For the Brioche Doughnuts:

  • 4 - 4 1/2 cups All Purpose Flour
  • 1 cup Milk, warm
  • 1/4 cup Honey
  • 2 1/2 tsp. Active Dry Yeast
  • 4 large Eggs
  • 1/2 cup Olive Oil, or softened butter
  • 1 tsp. Salt

For the Blueberry Cheesecake Filing:

  • 1 cup Heavy Whipping Cream
  • 8 oz. Low Fat Cream Cheese, room temperature
  • 1/2 cup Blueberry Jam, or fresh blueberry compote
  • 3-4 tbsp. Purecane Baking Sweetener + 1/2 cup
  • 1 tsp. Vanilla Extract

To Fry:

  • 1 gallon Vegetable Oil


For the Brioche Doughnuts:

  1. In the bowl of a stand mixer, mix the honey, active dry yeast, and warm milk until combined. Set aside to activate for 10 minutes. The mixture should become foamy.
  2. Add the olive oil, eggs, and salt into the stand mixer. Mix together.
  3. Add in the 4 cups of flour. Using the dough hook attachment, knead the dough for 5-6 minutes, or until a smooth and pliable dough. Add more flour if needed.
  4. Transfer the dough to a large, lightly greased mixing bowl. Cover with plastic wrap, then set aside in a warm environment (or oven with light on) until doubled in size, about 1-2 hours.
  5. Punch down the dough, then place in the fridge overnight. If making all in one day, continue to step 6.
  6. Remove dough from fridge to turn out on a lightly floured surface. Cut the dough into 20 equal pieces. Roll into tight balls by rolling them vigorously against the counter with the palm of your hand.
  7. Cut individual squares of parchment paper to fit 3x the size of each dough ball. Place each dough ball on a single square. Lightly cover with plastic wrap and set aside in a warm environment until doubled in size, about 1-2 hours.
  8. Heat up the vegetable oil to 360F in a medium-sized pot (so that the oil is about 3" deep). Line a baking rack or plate with paper towels.
  9. Pulse the 1/2 cup baking sweetener until superfine but not powder. Transfer to a plate. Set aside.
  10. Fry 3-4 doughnuts at a time, about 1-2 minutes per side or until golden brown. Use slotted spoon to remove doughnuts from the oil, then place on the paper towels for a few seconds. Then quickly transfer to the sugar plate to carefully toss.

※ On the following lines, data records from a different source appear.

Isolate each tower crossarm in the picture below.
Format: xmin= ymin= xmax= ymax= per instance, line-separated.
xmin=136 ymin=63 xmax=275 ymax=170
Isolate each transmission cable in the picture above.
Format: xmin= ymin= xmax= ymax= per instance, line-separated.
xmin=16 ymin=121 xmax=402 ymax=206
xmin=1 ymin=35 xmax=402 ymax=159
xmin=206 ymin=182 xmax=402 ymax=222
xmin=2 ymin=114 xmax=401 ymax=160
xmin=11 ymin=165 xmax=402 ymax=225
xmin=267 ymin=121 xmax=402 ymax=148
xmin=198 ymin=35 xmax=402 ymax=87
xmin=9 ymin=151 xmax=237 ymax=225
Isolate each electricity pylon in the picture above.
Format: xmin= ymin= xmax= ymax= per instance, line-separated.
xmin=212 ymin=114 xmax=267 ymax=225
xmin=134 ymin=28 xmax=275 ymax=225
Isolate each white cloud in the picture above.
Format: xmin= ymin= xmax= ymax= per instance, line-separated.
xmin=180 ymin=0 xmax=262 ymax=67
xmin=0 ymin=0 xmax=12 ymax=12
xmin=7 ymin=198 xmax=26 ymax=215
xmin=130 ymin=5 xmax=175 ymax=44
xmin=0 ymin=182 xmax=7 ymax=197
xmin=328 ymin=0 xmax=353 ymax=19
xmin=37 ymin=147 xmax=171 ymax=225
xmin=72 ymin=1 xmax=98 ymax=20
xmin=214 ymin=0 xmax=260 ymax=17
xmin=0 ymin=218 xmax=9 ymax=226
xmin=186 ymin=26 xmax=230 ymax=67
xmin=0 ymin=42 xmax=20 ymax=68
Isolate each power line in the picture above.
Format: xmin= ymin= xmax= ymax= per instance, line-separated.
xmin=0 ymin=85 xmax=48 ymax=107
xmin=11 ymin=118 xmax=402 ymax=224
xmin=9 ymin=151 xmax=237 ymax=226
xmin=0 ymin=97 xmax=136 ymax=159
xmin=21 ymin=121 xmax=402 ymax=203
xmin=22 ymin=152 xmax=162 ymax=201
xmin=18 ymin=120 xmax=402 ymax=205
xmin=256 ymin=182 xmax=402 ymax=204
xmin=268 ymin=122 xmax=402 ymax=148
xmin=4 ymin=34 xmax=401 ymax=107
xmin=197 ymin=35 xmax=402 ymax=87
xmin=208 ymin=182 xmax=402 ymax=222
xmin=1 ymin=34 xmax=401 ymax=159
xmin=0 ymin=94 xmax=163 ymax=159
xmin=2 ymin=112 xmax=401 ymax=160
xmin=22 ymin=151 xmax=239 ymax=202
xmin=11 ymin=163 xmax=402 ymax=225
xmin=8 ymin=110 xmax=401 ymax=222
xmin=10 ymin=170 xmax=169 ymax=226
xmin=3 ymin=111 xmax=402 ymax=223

For the Blueberry Cheesecake Filling:

  1. In the bowl of a stand mixer, mix all ingredients except the heavy whipping cream together until well-combined, about 1 minute. Transfer mixture to a bowl.
  2. In the same mixing bowl, whisk the heavy whipping cream until stiff peaks. Using a rubber spatula, add in half of the blueberry mixture. Fold together. Add in the remaining blueberry mixture, folding in until smooth.
  3. Add the blueberry cheesecake filling to a piping bag to fill each doughnut. Enjoy!